In the context of the 2017 European Semester, the Commission has carried out a comprehensive analysis of Slovakia’s economic policy and published it in the 2017 country report. It has also assessed the 2017 Stability Programme, the 2017 National Reform Programme and the follow-up given to the recommendations addressed to Slovakia in previous years. It has taken into account not only their relevance for sustainable fiscal and socioeconomic policy in Slovakia, but also their compliance with Union rules and guidance, given the need to strengthen the Union’s overall economic governance by providing Union-level input into future national decisions.

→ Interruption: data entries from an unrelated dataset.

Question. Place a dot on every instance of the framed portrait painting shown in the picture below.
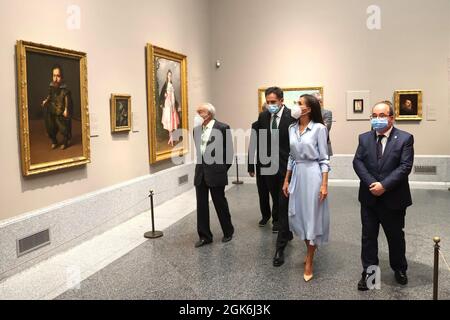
(408, 105)
(167, 104)
(120, 113)
(358, 105)
(53, 108)
(291, 95)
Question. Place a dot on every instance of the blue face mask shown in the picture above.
(273, 108)
(379, 124)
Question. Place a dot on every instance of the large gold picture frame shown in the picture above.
(120, 113)
(408, 105)
(291, 95)
(52, 139)
(167, 104)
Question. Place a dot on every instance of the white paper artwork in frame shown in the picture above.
(358, 105)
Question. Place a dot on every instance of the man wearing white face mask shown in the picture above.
(214, 146)
(275, 122)
(383, 162)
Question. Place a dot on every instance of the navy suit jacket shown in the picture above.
(265, 123)
(391, 171)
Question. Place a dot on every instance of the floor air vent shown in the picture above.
(428, 170)
(33, 242)
(183, 180)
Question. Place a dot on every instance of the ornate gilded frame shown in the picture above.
(151, 53)
(29, 169)
(418, 116)
(300, 90)
(114, 127)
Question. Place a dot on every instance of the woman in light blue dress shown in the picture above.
(306, 182)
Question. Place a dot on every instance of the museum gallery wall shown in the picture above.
(120, 106)
(50, 155)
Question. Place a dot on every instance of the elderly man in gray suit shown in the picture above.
(327, 116)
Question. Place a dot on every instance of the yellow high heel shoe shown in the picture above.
(307, 277)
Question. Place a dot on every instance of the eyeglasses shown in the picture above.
(379, 116)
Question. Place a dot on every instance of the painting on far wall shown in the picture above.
(167, 103)
(358, 105)
(291, 95)
(120, 113)
(408, 105)
(53, 108)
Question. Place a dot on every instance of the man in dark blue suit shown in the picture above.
(383, 162)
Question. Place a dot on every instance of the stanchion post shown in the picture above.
(237, 173)
(152, 234)
(436, 240)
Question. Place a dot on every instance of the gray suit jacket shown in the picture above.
(327, 116)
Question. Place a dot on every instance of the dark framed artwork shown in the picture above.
(408, 105)
(167, 104)
(120, 113)
(53, 108)
(358, 105)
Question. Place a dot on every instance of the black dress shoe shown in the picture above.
(278, 259)
(401, 277)
(227, 239)
(276, 227)
(291, 236)
(263, 222)
(201, 243)
(362, 284)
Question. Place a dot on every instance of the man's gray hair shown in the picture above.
(389, 104)
(211, 109)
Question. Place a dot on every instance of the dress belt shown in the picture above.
(293, 183)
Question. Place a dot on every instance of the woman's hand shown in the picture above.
(286, 189)
(323, 194)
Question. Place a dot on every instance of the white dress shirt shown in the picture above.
(278, 115)
(206, 133)
(385, 139)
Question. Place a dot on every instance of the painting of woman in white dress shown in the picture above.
(167, 104)
(170, 118)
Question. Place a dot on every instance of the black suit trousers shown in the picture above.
(393, 223)
(268, 186)
(221, 206)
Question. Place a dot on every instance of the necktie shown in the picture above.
(204, 140)
(380, 147)
(274, 122)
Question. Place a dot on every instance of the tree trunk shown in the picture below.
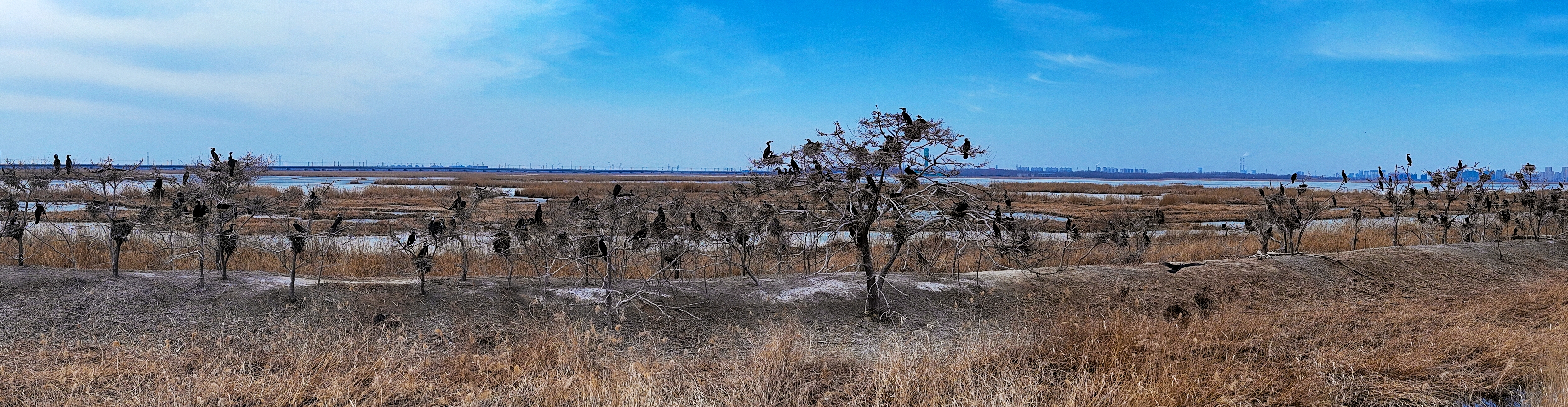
(294, 266)
(876, 299)
(115, 258)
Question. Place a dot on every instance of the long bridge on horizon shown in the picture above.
(454, 169)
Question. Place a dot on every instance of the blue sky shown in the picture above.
(1161, 85)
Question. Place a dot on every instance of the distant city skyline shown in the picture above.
(1159, 85)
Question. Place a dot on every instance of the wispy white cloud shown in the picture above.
(1051, 21)
(1090, 63)
(275, 54)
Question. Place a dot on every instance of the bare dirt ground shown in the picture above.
(90, 304)
(189, 342)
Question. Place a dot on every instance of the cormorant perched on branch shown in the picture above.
(435, 227)
(1178, 266)
(811, 148)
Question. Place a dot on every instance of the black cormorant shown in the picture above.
(1178, 266)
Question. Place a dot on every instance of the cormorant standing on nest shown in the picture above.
(1178, 266)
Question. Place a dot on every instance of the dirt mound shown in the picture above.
(90, 304)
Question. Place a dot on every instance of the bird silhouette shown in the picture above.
(1178, 266)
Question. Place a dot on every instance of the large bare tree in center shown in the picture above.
(888, 175)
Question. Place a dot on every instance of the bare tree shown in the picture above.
(888, 173)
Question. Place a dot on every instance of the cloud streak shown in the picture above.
(266, 54)
(1089, 63)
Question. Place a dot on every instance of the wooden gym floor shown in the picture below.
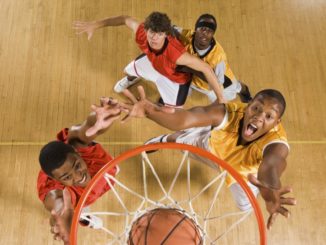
(49, 77)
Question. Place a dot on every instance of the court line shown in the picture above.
(30, 143)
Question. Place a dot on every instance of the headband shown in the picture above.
(209, 25)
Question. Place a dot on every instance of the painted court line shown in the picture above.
(27, 143)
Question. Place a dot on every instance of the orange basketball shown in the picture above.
(164, 226)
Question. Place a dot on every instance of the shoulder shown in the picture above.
(275, 139)
(141, 34)
(175, 45)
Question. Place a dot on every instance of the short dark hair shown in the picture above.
(275, 94)
(206, 16)
(53, 155)
(158, 22)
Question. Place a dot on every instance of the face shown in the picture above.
(261, 115)
(155, 39)
(73, 172)
(204, 35)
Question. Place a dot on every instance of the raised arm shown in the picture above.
(197, 64)
(178, 119)
(91, 26)
(269, 184)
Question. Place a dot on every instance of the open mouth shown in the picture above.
(250, 130)
(83, 180)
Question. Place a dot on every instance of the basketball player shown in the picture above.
(250, 137)
(69, 163)
(201, 43)
(162, 54)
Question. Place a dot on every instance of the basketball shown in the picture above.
(164, 226)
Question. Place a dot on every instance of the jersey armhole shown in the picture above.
(276, 142)
(223, 123)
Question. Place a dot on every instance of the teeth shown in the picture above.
(254, 126)
(83, 180)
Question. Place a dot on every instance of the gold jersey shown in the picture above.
(244, 159)
(213, 57)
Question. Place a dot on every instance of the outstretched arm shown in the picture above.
(60, 220)
(197, 64)
(199, 116)
(269, 184)
(99, 121)
(91, 26)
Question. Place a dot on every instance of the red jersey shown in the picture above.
(164, 60)
(95, 158)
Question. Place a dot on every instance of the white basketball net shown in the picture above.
(204, 220)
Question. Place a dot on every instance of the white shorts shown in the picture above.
(229, 93)
(172, 93)
(199, 137)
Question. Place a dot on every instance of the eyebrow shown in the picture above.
(261, 100)
(65, 174)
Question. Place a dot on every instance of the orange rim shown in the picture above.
(190, 148)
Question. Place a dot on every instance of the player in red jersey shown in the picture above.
(69, 163)
(162, 54)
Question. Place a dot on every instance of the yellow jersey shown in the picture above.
(244, 159)
(213, 57)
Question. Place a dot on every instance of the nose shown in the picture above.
(77, 176)
(259, 116)
(154, 36)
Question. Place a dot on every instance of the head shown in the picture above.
(157, 26)
(61, 162)
(262, 114)
(204, 30)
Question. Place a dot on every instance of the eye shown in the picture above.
(77, 166)
(67, 178)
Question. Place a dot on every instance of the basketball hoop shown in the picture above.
(190, 203)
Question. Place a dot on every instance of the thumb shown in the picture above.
(253, 180)
(91, 131)
(66, 200)
(90, 34)
(167, 109)
(93, 107)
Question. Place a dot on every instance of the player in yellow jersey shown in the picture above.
(250, 137)
(201, 43)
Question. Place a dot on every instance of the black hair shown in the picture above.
(158, 22)
(206, 16)
(275, 94)
(53, 155)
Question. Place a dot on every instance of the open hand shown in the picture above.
(274, 199)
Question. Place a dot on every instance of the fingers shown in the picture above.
(141, 92)
(288, 201)
(92, 130)
(89, 35)
(271, 220)
(253, 180)
(126, 118)
(130, 96)
(108, 101)
(166, 109)
(66, 199)
(285, 190)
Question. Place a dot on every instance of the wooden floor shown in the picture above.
(49, 77)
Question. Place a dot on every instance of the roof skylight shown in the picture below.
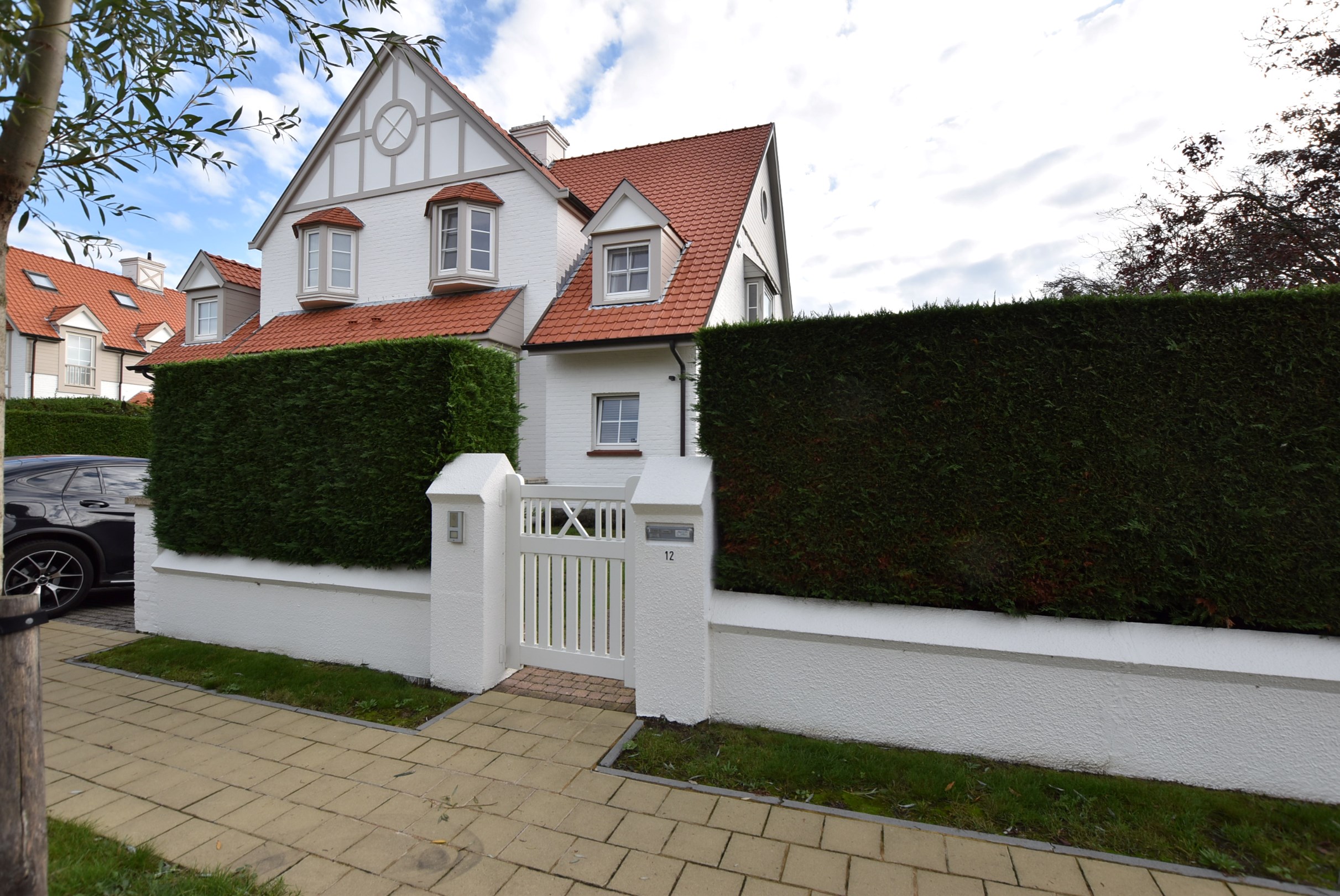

In the light of this assessment, the Council has examined the 2017 Stability Programme and its opinion (6) is reflected in particular in recommendation (1) below,

HEREBY RECOMMENDS that Slovakia take action in 2017 and 2018 to:


Pursue a substantial fiscal effort in 2018 in line with the requirements of the preventive arm of the Stability and Growth Pact, taking into account the need to strengthen the ongoing recovery and to ensure the sustainability of Slovakia’s public finances. Improve the cost-effectiveness of the healthcare system, including by implementing the value-for-money project.


Improve activation measures for disadvantaged groups, including by implementing the action plan for the long-term unemployed and by providing individualised services and targeted training. Enhance employment opportunities for women, especially by extending affordable, quality childcare. Improve the quality of education and increase the participation of Roma in inclusive mainstream education.


Improve competition and transparency in public procurement operations and step up the fight against corruption by stronger enforcement of existing legislation. Adopt and implement a comprehensive plan to lower administrative and regulatory barriers for businesses. Improve the effectiveness of the justice system, including a reduction in the length of civil and commercial cases.

Done at Brussels, 11 July 2017.

For the Council

The President


(1)  OJ L 209, 2.8.1997, p. 1.

(2)  Regulation (EU) No 1176/2011 of the European Parliament and of the Council of 16 November 2011 on the prevention and correction of macroeconomic imbalances (OJ L 306, 23.11.2011, p. 25).

(3)  OJ C 92, 24.3.2017, p. 1.

(4)  Regulation (EU) No 1303/2013 of the European Parliament and of the Council of 17 December 2013 laying down common provisions on the European Regional Development Fund, the European Social Fund, the Cohesion Fund, the European Agricultural Fund for Rural Development and the European Maritime and Fisheries Fund and laying down general provisions on the European Regional Development Fund, the European Social Fund, the Cohesion Fund and the European Maritime and Fisheries Fund and repealing Council Regulation (EC) No 1083/2006 (OJ L 347, 20.12.2013, p. 320).

(5)  Net government expenditure comprises total government expenditure excluding interest expenditure, expenditure on Union programmes fully matched by Union funds revenue and non-discretionary changes in unemployment benefit expenditure. Nationally financed gross fixed capital formation is smoothed over a 4-year period. Discretionary revenue measures or revenue increases mandated by law are factored in. One-off measures on both the revenue and expenditure sides are netted out.

(6)  Under Article 5(2) of Regulation (EC) No 1466/97.